The exclusion of cases with in situ tumors (and their matched controls) from the analysis did not materially alter any of the relative risk estimates, and neither was there any such change when past users of HRT or women who reported a history of diabetes mellitus or women with breast cancer diagnosed less than 2 years after intake, were excluded from the analysis.
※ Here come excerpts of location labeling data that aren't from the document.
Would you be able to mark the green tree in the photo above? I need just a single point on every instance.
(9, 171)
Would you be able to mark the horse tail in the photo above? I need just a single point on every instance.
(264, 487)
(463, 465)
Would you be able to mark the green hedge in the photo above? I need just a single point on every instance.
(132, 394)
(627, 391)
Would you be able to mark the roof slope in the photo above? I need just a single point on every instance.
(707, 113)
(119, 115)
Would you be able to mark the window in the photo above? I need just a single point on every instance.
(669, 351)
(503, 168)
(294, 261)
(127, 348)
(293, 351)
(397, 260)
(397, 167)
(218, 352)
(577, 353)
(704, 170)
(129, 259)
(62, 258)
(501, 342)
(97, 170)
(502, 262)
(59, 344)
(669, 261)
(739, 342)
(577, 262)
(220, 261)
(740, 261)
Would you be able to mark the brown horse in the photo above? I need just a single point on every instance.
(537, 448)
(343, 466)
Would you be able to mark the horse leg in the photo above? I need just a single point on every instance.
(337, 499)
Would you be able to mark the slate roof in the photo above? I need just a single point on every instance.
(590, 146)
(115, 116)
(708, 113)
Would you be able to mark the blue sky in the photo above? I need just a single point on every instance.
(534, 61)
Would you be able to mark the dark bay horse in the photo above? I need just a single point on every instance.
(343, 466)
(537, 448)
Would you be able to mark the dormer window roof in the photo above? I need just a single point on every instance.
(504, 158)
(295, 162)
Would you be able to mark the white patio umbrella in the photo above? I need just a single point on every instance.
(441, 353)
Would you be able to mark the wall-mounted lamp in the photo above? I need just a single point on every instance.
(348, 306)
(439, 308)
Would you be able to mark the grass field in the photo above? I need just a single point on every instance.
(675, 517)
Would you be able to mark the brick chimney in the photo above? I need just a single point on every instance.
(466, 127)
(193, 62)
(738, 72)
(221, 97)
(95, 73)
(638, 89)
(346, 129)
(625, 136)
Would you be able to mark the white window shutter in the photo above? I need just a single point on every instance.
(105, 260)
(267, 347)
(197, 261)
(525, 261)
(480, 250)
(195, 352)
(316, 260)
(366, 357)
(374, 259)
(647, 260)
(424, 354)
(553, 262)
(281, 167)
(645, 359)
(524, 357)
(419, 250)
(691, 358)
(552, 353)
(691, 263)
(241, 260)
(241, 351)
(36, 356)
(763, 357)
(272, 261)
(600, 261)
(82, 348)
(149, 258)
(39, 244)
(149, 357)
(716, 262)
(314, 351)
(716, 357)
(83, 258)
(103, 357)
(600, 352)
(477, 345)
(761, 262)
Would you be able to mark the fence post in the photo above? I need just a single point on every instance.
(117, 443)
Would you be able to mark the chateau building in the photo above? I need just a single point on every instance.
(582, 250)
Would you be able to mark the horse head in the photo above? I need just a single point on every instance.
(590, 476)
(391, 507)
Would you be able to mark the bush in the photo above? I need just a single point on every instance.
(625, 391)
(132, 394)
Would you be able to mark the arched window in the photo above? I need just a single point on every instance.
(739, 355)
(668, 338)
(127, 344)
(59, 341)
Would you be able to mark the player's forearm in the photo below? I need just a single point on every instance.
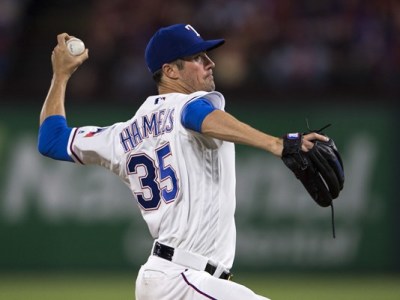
(54, 103)
(223, 126)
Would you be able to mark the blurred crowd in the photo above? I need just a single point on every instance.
(290, 48)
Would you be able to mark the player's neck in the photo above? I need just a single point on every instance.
(168, 86)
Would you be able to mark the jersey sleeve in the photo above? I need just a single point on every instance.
(92, 145)
(198, 108)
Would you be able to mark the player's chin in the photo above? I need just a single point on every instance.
(210, 86)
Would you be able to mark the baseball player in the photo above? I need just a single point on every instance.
(177, 156)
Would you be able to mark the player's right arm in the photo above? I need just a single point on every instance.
(54, 132)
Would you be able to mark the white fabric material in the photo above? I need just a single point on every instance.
(184, 182)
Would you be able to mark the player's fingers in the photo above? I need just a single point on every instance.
(306, 145)
(315, 136)
(84, 56)
(62, 37)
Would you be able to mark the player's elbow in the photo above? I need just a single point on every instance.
(53, 139)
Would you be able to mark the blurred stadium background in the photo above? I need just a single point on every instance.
(69, 232)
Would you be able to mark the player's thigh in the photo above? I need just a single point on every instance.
(205, 284)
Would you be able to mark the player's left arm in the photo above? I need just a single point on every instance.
(54, 132)
(64, 65)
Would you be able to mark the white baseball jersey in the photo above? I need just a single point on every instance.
(183, 181)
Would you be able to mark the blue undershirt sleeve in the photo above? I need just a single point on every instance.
(194, 113)
(53, 138)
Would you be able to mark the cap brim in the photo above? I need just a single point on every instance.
(204, 46)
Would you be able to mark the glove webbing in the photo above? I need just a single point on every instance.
(332, 209)
(333, 220)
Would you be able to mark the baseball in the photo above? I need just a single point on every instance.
(75, 46)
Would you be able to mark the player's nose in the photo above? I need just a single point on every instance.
(208, 61)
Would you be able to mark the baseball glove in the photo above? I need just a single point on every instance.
(320, 170)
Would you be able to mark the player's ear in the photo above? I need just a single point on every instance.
(170, 71)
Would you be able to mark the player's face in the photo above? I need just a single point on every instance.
(197, 73)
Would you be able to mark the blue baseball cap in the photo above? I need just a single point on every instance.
(173, 42)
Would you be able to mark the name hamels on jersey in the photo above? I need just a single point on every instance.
(159, 122)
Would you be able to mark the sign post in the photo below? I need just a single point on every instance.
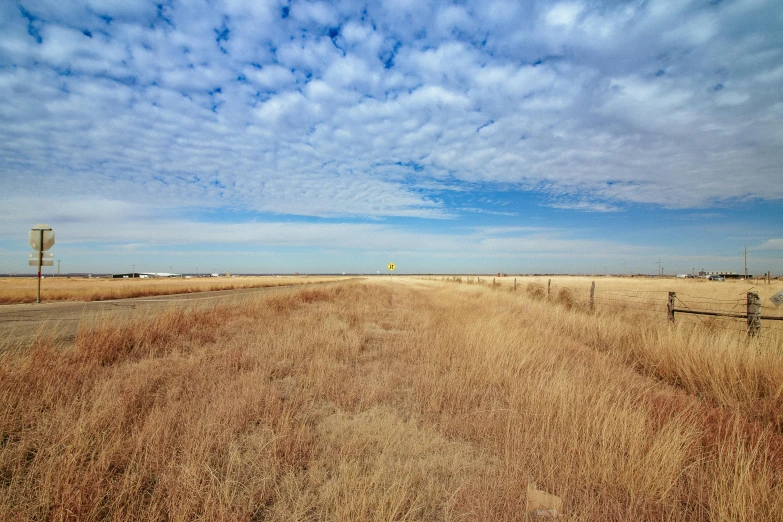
(777, 299)
(41, 238)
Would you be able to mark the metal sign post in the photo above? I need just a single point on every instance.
(41, 237)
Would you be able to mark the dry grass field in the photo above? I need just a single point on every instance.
(403, 400)
(23, 290)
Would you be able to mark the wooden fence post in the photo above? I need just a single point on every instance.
(754, 314)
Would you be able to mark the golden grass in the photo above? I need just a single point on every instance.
(23, 290)
(377, 401)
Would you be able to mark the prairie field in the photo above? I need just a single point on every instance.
(411, 399)
(23, 290)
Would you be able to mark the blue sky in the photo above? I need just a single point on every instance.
(488, 136)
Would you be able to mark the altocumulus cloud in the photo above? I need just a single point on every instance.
(381, 110)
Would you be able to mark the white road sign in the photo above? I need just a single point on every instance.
(34, 237)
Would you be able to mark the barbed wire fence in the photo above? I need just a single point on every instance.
(744, 314)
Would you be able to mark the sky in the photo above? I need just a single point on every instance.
(281, 136)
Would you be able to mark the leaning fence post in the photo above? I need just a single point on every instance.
(754, 314)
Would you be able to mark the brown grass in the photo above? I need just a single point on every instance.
(401, 401)
(23, 290)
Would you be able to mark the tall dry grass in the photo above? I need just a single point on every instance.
(23, 290)
(377, 401)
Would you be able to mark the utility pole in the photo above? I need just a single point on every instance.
(746, 261)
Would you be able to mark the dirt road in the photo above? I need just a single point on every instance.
(20, 323)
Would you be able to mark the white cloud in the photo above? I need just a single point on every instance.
(659, 103)
(564, 14)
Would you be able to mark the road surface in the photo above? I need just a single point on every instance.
(20, 323)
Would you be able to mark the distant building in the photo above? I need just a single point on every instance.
(727, 275)
(144, 275)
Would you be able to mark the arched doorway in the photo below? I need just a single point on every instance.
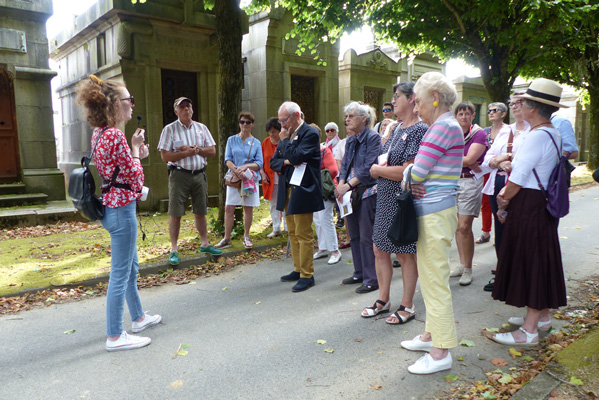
(9, 148)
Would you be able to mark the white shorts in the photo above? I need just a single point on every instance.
(235, 199)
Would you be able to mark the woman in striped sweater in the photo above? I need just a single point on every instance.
(435, 175)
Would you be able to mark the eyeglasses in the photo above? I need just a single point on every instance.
(131, 100)
(284, 120)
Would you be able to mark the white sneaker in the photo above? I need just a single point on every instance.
(127, 342)
(417, 345)
(335, 257)
(148, 321)
(458, 270)
(426, 365)
(518, 321)
(466, 278)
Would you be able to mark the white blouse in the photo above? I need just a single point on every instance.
(536, 151)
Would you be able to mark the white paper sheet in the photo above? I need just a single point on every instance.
(345, 207)
(298, 174)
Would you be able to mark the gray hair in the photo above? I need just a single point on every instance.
(437, 82)
(544, 110)
(499, 105)
(331, 125)
(361, 108)
(290, 107)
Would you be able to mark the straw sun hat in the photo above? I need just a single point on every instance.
(544, 91)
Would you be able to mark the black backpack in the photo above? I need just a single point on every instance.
(82, 187)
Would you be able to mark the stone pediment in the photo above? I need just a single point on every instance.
(374, 60)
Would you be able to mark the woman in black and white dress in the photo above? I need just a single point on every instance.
(400, 148)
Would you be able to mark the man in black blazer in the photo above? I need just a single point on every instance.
(298, 148)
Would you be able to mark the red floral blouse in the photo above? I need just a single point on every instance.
(112, 151)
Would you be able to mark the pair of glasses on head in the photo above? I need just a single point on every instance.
(131, 100)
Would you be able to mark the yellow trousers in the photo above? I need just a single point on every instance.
(435, 232)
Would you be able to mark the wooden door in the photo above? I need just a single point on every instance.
(177, 84)
(303, 93)
(9, 149)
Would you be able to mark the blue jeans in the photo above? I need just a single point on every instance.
(121, 224)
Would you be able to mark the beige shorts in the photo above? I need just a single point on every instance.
(181, 185)
(470, 196)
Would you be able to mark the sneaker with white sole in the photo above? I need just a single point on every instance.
(458, 270)
(148, 321)
(426, 365)
(127, 342)
(417, 345)
(466, 278)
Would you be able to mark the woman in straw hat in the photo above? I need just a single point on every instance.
(529, 271)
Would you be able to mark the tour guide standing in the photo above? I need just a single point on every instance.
(298, 148)
(185, 146)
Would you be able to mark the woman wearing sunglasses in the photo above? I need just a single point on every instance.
(243, 157)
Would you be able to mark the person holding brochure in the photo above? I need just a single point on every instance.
(297, 159)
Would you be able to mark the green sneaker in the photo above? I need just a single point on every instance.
(210, 249)
(174, 258)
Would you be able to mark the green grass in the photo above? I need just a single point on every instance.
(73, 256)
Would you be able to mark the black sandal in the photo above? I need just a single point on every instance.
(400, 318)
(374, 311)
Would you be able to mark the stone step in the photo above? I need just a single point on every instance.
(20, 200)
(12, 188)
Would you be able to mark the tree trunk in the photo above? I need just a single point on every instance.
(230, 82)
(593, 161)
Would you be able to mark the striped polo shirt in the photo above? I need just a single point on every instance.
(197, 134)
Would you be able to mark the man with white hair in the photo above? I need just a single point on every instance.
(297, 159)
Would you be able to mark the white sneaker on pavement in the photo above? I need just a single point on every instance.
(426, 365)
(335, 257)
(148, 321)
(466, 278)
(458, 270)
(127, 342)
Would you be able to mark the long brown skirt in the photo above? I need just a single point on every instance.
(529, 270)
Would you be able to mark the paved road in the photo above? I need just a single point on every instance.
(240, 349)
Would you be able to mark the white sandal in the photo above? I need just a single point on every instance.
(508, 338)
(374, 311)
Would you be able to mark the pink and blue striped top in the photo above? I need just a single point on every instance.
(438, 165)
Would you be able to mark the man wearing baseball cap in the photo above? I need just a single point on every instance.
(185, 146)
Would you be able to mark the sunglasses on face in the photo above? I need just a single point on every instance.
(130, 100)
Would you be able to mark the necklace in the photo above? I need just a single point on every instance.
(536, 126)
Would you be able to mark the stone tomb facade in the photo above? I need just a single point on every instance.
(27, 144)
(162, 50)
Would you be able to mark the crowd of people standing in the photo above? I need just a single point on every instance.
(425, 144)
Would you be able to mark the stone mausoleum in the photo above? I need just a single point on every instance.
(28, 169)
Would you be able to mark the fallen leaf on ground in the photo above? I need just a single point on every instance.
(499, 362)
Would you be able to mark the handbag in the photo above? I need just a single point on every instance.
(404, 227)
(233, 180)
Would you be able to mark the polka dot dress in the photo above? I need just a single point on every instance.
(402, 146)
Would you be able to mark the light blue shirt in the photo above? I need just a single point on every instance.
(566, 131)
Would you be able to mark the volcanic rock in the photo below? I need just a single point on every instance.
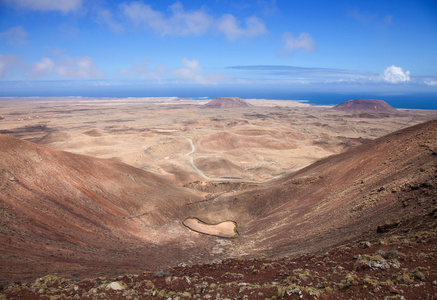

Adjustments for BMI only changed the association between C-peptide and breast cancer occurrence substantially in the subgroup of women who had provided a fasting blood sample and were aged 50 or younger [OR, 0.96 (95% CI, 0.67–1.39), between extreme quintiles]. Serum levels of sex steroids and SHBG were available for most women in our study (935 cases and 1,813 control subjects). For the extreme age groups (≤50, >60 years), crude associations between serum C-peptide levels and breast cancer risk, calculated for those women who had available data on serum sex steroids and SHBG, changed only marginally, compared with crude associations calculated for the whole study population (data not shown). In the intermediate age group, associations changed moderately and became more similar to the associations in the highest age group, because most women without data on sex steroids and SHBG were premenopausal or perimenopausal [OR, 1.48 (95% CI, 0.89–2.48), between extreme quintiles]. Adjusted associations between serum C-peptide level and breast cancer risk are presented in Tables III and IV. The negative association between serum C-peptide level and breast cancer occurrence in women of the lowest age group became stronger after adjustment for serum free testosterone levels [OR, 0.51 (95% CI, 0.29–0.90), between extreme quintiles], a factor that was directly related to breast cancer risk up to age 50,24 and that was positively correlated with C-peptide levels (Table II). Adjustment for estradiol and free estradiol, however, slightly weakened the association [OR, 0.78 (95% CI, 0.40–1.53) and 0.76 (95% CI, 0.42–1.37), respectively, between extreme quintiles]. The direct association of (nonfasting) C-peptide levels with risk of breast cancer after age 60 was less strong after introducing either free testosterone or free estradiol to the model. Adjustments for combined household and recreational activity or any (nonhormonal) potential confounding factor did not show any major effect on relative risk estimates with respect to C-peptide levels.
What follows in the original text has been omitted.